We sit in the back of the church, ruminating over our grocery list, our weekend plans, the discussion we just had with a coworker. The bells ring twice. The Mass begins. We clear our minds and hear the Word, drifting in and out of the sermon being preached. We chuckle at the joke and consider the exhortation. Then we circle back to hear God’s call upon our lives and contemplate a change. We gaze ahead again to see the elevated Host. Domine, non sum dignus. Our lives are offered up to Him before our eyes. Domine, non sum dignus. The priest bows low and genuflects in adoration. Domine, non sum dignus.
We slowly come forward and receive Our Lord. Heaven upon our tongue, grace within our souls. Like the pagan kings who have encountered Christ, we return “to our places, these Kingdoms / But no longer at ease here, in the old dispensation, / With an alien people clutching their gods” (“Journey of the Magi,” T.S. Eliot). We have been changed.
The Mass concludes. Salve Regina. We sit alone once more.

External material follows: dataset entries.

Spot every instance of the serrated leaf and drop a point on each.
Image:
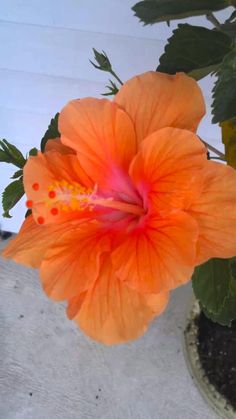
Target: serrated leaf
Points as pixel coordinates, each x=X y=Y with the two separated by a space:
x=229 y=140
x=52 y=132
x=194 y=50
x=11 y=154
x=224 y=92
x=11 y=195
x=152 y=11
x=214 y=286
x=17 y=174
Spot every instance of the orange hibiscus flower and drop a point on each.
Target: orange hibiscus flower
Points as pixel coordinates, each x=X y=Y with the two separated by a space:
x=126 y=205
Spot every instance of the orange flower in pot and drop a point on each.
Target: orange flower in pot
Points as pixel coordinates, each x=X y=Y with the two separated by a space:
x=126 y=205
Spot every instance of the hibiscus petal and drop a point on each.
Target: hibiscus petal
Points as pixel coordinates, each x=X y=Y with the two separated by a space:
x=159 y=257
x=167 y=170
x=44 y=171
x=32 y=242
x=156 y=100
x=102 y=135
x=215 y=212
x=72 y=264
x=111 y=312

All this transpires, as we have watched the veil of Heaven lifted and replaced. Heaven touches earth. How? Through the black-clad life before us. The priest in his self-offering. He is, it seems, transparent. He has opened the portal to the eternal for us, stood upon the threshold, and closed it once again. He goes upon his way. Did we notice?
Adoration may begin when Mass concludes. “O Salutaris Hostia.” Our Lord is placed before our hearts, to worship Him. How? Through the black-clad life before us.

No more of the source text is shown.